A friend of mine who used to work for a very large IT company would go on a rant anytime you mentioned company mission statement. The mission statement, he would expound, was nothing more than a company’s feel-good initiative designed to conceal a glaring lack of purpose. However tongue-in-cheek my friend’s comment was – and it was – there is something about corporate mission statements that stir people up positively and negatively.
That however is the point. A mission statement, which I believe every business needs, should evoke emotion, but ideally on the positive side. That’s because it should serve as guide for your small business in a number of very important ways. A recent Time magazine article on Why You Need a Mission Statement encapsulated the reasons why you need a mission statement:
- Helps your business focus
- Provides a framework to evaluate opportunities and decide if they fit with your strategy and model
- Defines your business and establishes your brand
- Helps your employees focus their efforts when it comes to suggesting ideas that fit with your goals and purpose
Steps to create a mission statement
Involve others: Bring in key members of your team or someone from outside your company who is closely aligned.

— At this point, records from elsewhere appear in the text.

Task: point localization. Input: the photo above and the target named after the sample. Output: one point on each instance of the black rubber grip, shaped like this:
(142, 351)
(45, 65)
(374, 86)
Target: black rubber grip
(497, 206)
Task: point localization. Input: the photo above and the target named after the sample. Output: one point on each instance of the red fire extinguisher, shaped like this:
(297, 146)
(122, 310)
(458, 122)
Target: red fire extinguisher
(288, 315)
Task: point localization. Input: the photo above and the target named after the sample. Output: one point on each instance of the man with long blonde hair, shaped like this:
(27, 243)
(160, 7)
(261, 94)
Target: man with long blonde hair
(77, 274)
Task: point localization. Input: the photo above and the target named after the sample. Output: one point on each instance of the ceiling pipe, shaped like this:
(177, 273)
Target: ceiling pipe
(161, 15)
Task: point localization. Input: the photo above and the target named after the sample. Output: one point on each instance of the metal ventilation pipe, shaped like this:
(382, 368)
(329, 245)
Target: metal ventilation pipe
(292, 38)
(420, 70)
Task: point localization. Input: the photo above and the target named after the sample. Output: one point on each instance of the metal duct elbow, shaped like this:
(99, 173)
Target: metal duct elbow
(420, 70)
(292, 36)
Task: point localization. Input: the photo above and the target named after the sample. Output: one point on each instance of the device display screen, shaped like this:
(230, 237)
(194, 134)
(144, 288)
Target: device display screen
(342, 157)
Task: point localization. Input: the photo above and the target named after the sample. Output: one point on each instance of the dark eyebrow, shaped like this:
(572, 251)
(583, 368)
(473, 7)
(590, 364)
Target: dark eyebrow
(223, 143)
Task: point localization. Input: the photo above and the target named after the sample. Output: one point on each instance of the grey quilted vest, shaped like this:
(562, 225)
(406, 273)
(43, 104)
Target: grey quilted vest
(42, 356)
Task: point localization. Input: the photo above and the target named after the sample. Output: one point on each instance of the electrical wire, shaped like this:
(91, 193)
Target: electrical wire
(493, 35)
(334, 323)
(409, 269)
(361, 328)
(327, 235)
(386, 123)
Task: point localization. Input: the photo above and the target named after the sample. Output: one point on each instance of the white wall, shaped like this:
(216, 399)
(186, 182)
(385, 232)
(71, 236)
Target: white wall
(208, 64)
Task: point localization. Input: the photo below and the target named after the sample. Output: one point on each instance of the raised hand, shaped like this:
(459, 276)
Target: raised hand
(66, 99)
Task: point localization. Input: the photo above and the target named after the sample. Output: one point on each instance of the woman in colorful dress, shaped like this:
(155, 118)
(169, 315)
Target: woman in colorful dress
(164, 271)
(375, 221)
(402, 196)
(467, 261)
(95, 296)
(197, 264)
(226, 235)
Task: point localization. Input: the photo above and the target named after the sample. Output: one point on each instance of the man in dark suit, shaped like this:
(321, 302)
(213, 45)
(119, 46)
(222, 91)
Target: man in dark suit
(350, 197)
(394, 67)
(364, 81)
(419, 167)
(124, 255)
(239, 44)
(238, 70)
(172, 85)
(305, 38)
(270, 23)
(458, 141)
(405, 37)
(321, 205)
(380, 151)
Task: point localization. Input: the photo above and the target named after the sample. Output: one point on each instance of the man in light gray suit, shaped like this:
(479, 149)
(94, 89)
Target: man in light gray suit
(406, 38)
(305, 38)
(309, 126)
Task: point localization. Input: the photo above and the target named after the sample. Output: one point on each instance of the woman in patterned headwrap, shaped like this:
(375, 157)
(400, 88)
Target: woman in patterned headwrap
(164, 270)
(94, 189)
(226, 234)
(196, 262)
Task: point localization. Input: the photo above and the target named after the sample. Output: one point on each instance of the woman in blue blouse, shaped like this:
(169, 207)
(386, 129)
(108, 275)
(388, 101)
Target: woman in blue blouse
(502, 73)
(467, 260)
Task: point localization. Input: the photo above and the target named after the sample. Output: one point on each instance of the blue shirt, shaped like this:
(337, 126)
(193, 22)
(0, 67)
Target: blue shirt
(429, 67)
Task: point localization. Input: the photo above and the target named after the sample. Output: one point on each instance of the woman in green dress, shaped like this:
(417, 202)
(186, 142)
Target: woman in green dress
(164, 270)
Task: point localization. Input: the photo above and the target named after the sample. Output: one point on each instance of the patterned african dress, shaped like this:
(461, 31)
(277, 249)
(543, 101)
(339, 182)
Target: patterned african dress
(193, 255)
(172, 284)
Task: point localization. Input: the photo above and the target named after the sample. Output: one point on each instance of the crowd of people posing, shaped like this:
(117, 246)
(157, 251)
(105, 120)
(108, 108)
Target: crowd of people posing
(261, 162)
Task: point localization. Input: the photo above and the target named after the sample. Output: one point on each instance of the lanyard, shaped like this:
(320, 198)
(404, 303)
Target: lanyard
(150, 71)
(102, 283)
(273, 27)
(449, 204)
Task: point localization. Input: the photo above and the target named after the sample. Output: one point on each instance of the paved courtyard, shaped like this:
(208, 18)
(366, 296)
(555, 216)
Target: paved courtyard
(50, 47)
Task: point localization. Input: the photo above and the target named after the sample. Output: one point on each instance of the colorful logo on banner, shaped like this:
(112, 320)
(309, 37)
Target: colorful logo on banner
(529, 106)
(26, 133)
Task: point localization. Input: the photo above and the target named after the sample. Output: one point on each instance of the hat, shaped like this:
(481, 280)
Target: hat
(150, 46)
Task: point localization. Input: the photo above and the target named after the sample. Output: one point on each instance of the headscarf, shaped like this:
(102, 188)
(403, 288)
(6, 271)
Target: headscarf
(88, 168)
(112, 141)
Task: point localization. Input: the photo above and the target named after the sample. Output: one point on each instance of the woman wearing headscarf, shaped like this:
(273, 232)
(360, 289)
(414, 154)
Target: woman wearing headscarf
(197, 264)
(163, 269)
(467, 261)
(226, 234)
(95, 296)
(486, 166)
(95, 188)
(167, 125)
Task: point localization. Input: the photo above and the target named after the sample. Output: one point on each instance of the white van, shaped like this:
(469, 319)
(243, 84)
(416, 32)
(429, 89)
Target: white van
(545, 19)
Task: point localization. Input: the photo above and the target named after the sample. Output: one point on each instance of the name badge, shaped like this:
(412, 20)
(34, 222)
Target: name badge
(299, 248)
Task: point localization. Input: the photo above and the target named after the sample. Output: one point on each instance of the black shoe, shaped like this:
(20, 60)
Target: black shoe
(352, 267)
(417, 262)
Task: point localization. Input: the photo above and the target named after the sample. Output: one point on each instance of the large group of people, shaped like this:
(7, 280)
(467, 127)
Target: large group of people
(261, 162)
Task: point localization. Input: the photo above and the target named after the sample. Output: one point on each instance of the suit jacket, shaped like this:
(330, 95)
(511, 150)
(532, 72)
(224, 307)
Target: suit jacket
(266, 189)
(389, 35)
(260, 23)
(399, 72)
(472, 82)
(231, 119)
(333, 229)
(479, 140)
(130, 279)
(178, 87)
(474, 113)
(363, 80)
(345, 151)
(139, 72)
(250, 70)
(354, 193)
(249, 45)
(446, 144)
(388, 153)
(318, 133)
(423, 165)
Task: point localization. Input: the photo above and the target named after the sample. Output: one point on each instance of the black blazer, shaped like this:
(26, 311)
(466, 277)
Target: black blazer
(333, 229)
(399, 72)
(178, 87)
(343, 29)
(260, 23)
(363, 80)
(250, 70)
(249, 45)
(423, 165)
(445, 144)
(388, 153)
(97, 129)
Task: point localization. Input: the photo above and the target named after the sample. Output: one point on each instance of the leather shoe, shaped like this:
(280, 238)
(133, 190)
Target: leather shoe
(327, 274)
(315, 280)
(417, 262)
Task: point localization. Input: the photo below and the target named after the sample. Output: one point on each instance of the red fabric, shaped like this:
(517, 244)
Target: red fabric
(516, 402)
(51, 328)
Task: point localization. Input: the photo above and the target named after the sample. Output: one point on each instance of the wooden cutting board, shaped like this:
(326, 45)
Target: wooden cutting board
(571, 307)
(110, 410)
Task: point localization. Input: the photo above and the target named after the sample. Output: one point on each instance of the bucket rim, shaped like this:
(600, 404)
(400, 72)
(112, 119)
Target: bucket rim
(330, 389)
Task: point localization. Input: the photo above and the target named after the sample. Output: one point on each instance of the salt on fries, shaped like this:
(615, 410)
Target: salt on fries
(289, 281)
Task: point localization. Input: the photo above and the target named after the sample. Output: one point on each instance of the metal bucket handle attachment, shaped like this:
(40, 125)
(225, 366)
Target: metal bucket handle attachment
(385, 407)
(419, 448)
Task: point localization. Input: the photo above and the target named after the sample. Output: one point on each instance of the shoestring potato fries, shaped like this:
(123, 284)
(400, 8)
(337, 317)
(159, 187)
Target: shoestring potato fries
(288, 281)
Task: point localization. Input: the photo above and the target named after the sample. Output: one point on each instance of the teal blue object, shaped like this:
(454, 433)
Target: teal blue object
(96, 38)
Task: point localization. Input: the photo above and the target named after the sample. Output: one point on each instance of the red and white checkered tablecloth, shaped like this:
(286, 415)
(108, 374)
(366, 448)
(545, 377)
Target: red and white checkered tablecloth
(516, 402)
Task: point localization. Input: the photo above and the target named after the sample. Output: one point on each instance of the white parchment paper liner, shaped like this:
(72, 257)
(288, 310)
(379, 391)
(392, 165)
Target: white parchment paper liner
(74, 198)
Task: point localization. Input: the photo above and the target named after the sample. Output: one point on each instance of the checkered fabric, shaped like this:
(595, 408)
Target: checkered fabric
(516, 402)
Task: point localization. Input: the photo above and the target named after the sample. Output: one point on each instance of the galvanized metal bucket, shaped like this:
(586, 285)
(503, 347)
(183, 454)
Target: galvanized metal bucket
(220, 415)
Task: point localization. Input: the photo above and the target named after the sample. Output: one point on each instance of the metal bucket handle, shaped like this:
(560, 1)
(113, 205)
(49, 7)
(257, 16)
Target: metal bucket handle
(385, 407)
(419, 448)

Set aside sufficient time: You may need as much as a whole day to work on your mission statement, even though it’s short. Remember this is the statement about why you exist and what you hope to accomplish. Finding the right words will take time.
Ask yourself several questions: Your session will involve asking and answering a series of questions.
- What does your business do and who do you do it for?
- What guides the way you work with customers or clients?
- What is the image of your company that you want to project?
- How is your business different from the competition?
- What technologies, operations and processes do you employ?
- What philosophies or values guide your business?
- What are you hoping to achieve in your industry?
Be open to ideas: Look at other company mission statements to keep the wheels moving. Consider everyone’s ideas. It’s a good idea to put all the ideas on a whiteboard or flipchart and let everyone take a pass at coming up with a statement.
Keep it short: Your final mission statement should only be a few sentences but it should be specific. Also use language that motivates.
Your mission statement also reflects your culture so expect that it will evolve over time
Is there a corporate mission statement you particularly like? What is the company and what is the statement?